V
V
Гороховая, 2, оказалась зданием бывшего градоначальства6. Ничем зловещим она себя снаружи не выдавала. Не видно было тогда около него и усиленных красноармейских постов, а внутри царствовала полная, хотя и немного жуткая тишина. Я не знал еще, что это разбойничье учреждение не любит дневного света и живет своею хищною и воровскою жизнью лишь по ночам. Попасть в него в нашем положении оказалось чрезвычайно легко. Мы подъехали со стороны Гороховой, и стоявший у ворот вооруженный красноармеец пропустил нас внутрь, не спрашивая никакого пропуска у конвойных и, кажется, даже не посмотрев на нас. Тогда меня это и не удивило, но, думая об этом обстоятельстве теперь, мне снова представляется, насколько легка была возможность для нескольких предприимчивых людей проникнуть под видом арестованных и их конвойных в эту чрезвычайку, выпустить узников и без всякого труда расправиться с обитателями этого змеиного гнезда. Но, вероятно, уверенность большевиков в своей силе и запугивании была основана на действительности, и они, столь пугливые во всем, тут не допускали и мысли о подобной предприимчивости. Впрочем, на площадках лестницы, по которой мы поднимались, стояли одинокие пулеметы, но и их легко было захватить, так как никакой стражи ни вблизи них, ни на всей лестнице не было.

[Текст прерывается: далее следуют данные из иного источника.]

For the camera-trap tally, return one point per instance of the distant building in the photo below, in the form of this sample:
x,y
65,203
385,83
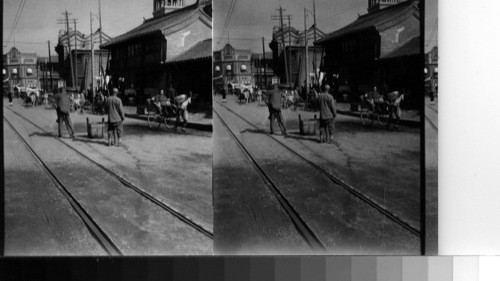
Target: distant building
x,y
262,72
232,66
381,48
295,49
49,77
81,56
431,67
20,69
171,49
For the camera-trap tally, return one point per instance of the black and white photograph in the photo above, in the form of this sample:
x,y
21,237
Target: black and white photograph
x,y
318,117
107,118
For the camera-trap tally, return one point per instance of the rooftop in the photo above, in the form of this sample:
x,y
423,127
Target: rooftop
x,y
373,20
166,23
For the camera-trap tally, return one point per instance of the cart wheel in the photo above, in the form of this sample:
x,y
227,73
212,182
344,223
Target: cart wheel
x,y
367,117
154,120
169,121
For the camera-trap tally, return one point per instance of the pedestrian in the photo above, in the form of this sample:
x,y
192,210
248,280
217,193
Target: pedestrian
x,y
182,101
432,95
224,95
327,114
9,95
63,108
172,93
274,105
116,116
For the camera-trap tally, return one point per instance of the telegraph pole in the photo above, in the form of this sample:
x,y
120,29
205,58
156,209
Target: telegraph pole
x,y
66,22
76,56
314,52
100,44
92,58
306,64
264,59
290,47
282,39
50,62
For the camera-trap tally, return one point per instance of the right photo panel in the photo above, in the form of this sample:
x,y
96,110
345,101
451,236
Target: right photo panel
x,y
318,126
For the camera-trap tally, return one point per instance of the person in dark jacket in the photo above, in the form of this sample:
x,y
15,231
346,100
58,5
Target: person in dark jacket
x,y
62,107
327,114
274,104
116,116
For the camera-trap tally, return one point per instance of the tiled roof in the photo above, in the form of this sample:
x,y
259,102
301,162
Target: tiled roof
x,y
372,20
200,50
162,23
411,47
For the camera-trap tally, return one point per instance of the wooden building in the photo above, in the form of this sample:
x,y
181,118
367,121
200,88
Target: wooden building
x,y
232,66
165,51
381,48
294,49
82,58
20,69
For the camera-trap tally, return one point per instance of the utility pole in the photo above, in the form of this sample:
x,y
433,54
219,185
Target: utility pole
x,y
264,59
66,22
290,47
50,63
100,44
306,61
314,50
76,56
92,58
282,39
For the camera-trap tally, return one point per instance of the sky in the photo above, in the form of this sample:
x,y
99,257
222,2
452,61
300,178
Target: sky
x,y
251,19
38,21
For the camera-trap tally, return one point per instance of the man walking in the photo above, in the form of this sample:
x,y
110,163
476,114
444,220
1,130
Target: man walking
x,y
116,116
327,113
274,104
62,108
181,102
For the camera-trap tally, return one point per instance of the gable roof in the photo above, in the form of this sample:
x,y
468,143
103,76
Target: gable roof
x,y
200,50
166,23
373,20
409,48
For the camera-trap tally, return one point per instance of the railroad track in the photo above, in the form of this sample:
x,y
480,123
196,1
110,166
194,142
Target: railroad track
x,y
95,230
179,215
387,213
303,229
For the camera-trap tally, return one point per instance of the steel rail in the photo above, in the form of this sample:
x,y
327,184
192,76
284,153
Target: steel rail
x,y
339,182
95,230
135,188
304,230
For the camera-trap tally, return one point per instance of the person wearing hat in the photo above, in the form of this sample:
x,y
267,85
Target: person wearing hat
x,y
116,116
62,108
274,105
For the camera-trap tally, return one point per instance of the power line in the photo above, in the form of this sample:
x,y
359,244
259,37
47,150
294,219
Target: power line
x,y
17,20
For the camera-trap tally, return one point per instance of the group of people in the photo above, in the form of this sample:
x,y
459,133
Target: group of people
x,y
174,104
116,114
327,113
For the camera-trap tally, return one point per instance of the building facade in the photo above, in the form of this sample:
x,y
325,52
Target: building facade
x,y
20,69
431,68
295,50
262,72
232,66
381,48
81,57
49,77
152,56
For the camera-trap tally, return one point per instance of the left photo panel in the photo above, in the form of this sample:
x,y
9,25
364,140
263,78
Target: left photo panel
x,y
107,127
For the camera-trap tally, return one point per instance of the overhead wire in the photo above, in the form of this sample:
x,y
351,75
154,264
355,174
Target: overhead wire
x,y
16,20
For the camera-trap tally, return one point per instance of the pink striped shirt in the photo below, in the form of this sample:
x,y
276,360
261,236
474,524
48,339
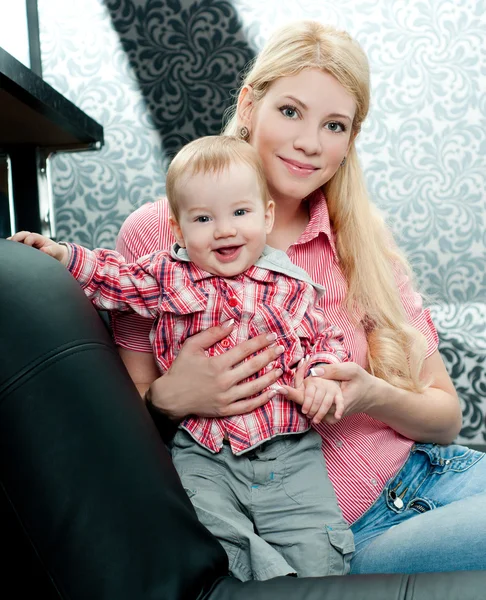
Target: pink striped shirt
x,y
271,296
361,453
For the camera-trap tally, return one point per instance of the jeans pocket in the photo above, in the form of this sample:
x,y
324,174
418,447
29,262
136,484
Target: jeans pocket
x,y
452,457
341,540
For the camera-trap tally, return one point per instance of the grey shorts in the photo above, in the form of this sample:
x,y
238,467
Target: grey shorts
x,y
273,508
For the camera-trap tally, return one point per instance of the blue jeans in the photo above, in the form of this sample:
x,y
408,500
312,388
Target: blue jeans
x,y
430,517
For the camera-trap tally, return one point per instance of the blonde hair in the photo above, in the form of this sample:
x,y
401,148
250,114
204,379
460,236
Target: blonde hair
x,y
211,154
396,350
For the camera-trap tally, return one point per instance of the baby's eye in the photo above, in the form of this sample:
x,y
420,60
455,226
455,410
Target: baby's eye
x,y
289,111
336,126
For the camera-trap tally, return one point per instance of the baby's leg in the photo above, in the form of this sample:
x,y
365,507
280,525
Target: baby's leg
x,y
295,508
219,489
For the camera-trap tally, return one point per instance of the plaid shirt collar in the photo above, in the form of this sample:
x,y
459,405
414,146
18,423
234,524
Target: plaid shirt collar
x,y
271,263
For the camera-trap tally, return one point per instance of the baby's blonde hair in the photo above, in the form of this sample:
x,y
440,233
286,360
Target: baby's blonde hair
x,y
366,254
211,154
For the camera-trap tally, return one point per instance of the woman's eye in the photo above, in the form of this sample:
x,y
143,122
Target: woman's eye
x,y
289,111
335,126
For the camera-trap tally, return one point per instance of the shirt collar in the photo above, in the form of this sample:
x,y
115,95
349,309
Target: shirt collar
x,y
267,268
319,221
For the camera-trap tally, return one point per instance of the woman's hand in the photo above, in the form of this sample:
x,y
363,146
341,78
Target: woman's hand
x,y
357,388
42,243
211,386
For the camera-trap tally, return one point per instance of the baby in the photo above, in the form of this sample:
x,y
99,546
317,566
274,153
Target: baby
x,y
258,481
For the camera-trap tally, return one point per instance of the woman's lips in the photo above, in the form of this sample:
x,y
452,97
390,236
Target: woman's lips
x,y
228,254
299,169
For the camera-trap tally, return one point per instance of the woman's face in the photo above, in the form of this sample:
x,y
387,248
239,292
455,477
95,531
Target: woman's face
x,y
302,130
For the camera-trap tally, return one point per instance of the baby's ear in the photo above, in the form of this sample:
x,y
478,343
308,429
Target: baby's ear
x,y
176,231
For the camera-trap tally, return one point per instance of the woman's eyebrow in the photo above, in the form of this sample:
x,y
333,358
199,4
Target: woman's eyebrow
x,y
331,116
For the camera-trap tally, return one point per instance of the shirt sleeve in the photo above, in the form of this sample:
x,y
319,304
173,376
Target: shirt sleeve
x,y
112,284
418,316
145,231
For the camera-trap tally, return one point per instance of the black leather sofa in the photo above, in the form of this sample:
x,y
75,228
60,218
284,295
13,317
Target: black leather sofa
x,y
91,507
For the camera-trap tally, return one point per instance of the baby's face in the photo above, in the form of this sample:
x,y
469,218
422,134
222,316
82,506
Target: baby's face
x,y
223,222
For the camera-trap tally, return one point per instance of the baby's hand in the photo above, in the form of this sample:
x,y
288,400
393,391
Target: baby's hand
x,y
42,243
319,396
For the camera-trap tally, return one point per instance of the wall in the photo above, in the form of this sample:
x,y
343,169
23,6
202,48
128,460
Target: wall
x,y
159,73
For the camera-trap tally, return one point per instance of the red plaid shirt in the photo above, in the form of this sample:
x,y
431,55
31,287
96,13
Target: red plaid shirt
x,y
361,452
272,296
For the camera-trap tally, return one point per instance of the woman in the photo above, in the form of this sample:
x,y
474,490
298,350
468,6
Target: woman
x,y
399,481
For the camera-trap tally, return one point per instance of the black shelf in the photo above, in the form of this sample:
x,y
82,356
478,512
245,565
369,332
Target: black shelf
x,y
34,113
35,121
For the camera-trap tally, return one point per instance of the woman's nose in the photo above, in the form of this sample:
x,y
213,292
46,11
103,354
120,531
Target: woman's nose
x,y
308,140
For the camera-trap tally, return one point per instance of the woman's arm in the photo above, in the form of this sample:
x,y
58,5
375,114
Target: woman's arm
x,y
431,416
141,367
207,386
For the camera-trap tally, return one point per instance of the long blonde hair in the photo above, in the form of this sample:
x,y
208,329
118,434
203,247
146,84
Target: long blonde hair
x,y
396,350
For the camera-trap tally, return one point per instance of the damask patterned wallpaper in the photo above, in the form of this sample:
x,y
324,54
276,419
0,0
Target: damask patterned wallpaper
x,y
157,73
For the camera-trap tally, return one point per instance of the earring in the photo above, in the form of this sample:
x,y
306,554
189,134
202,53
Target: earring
x,y
244,133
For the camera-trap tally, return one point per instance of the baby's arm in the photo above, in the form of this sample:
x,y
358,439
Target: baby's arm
x,y
319,396
42,243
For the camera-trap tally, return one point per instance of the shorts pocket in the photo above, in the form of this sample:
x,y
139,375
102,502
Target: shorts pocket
x,y
449,458
341,540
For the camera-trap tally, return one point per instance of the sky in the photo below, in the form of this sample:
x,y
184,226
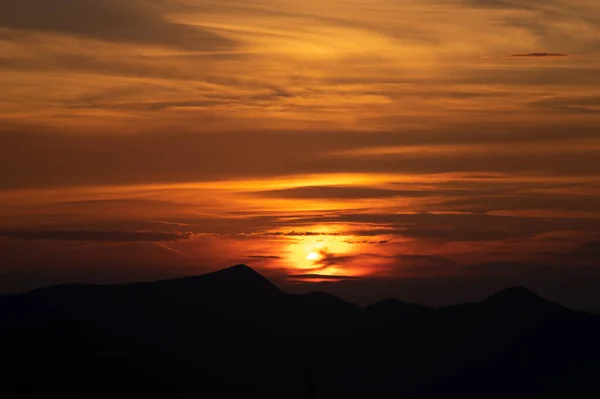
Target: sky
x,y
431,150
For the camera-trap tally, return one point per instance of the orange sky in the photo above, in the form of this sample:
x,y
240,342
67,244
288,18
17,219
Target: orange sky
x,y
388,140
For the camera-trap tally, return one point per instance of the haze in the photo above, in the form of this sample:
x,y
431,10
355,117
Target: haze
x,y
434,151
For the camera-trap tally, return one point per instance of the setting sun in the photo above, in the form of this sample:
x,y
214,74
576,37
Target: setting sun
x,y
313,256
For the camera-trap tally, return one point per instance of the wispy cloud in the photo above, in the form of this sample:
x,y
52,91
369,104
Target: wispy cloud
x,y
100,236
539,55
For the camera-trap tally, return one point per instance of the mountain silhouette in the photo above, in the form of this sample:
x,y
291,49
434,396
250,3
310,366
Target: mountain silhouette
x,y
233,333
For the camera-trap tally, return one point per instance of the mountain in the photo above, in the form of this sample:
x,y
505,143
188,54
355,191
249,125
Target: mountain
x,y
232,333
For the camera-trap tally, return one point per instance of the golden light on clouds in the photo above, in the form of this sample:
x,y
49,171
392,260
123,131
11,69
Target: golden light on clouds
x,y
323,138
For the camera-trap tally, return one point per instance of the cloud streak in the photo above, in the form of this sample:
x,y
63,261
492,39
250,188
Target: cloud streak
x,y
98,236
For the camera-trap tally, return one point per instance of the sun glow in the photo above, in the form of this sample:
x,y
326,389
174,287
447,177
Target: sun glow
x,y
314,256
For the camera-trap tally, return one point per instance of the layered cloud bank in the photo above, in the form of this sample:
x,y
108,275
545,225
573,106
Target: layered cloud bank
x,y
323,140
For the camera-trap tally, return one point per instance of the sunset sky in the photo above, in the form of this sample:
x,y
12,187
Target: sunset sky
x,y
432,150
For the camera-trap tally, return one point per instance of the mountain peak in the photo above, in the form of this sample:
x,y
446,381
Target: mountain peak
x,y
241,277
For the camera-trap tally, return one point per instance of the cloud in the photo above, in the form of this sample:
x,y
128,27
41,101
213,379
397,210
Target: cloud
x,y
295,234
539,55
322,277
99,236
109,20
341,192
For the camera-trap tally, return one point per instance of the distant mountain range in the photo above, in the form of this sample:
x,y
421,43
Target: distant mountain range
x,y
234,334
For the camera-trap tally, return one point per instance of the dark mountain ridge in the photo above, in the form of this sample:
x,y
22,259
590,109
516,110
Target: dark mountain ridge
x,y
233,333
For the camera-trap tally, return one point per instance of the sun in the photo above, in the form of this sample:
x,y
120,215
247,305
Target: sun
x,y
313,256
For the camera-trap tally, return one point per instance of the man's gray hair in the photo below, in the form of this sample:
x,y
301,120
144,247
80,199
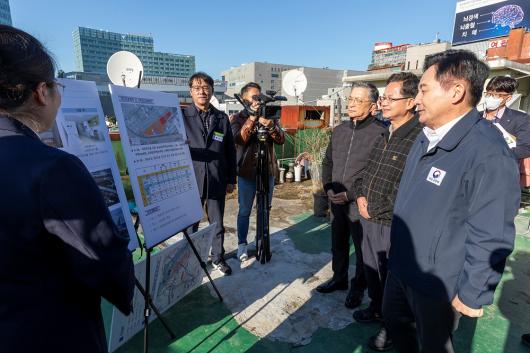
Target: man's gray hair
x,y
373,93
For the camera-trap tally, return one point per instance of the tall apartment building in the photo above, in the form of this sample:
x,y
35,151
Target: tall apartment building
x,y
268,76
5,13
93,48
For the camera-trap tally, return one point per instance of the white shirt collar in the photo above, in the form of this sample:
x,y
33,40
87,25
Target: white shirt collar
x,y
436,135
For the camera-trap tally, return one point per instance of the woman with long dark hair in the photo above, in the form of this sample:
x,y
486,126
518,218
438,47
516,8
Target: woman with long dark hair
x,y
59,249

Нас ввели в большую, совершенно пустынную залу с хорошей мебелью по стенам, освещенную большой электрической люстрой. От соседних, также очень просторных комнат зала отделялась двумя арками. В одной из них, ближайшей ко входу и превращенной в отдельное узкое помещение, стоял в виде барьера письменный стол. За столом сидел какой-то неопределенного вида субъект в красноармейской рубашке. Конвойные подошли к нему, что-то сказали, указывая на нас, и подали запечатанный конверт. Чекист выдал им одну из заранее заготовленных расписок в принятии арестованных, и наши конвойные, пожелав нам скорого освобождения и протянув на прощание даже руки, вышли из зала. Мы остались стоять около арки. Неопределенный субъект лениво, со скучающим видом, распечатал принесенный пакет и начал небрежно читать. В листках, которые он читал, заключалась наша судьба или по крайней мере намек на то, что нас здесь ожидало. Я поэтому силился заглянуть через его плечи в эти бумаги, среди которых заметил и телеграммы. Но я был близорук и, кроме своей фамилии, написанной особенно крупно, ничего разобрать не смог. Бумаг было на удивление много, и чекист их долго просматривал. Когда он наконец кончил, я обратился к нему:
– Скажите, зачем нас сюда привезли?
– Не могу сказать, – ответил совершенно безучастно он. – Вот придет следователь… А пока посидите здесь в углу, можете и вещи с собой оставить. – И, взяв бумаги, встал и куда-то вышел. Я был наивно изумлен количеству унесенной им о нас переписки, так как никакого другого «преступления», кроме того, что мы были гвардейскими офицерами, отказавшимися служить в красной армии, к нам в уезде предъявлено не было. Видимо, добровольные сыщики из нашей родной деревни следили за нами давно и ревностно снабжали пастуха Кольцова всевозможными доносами на наш счет.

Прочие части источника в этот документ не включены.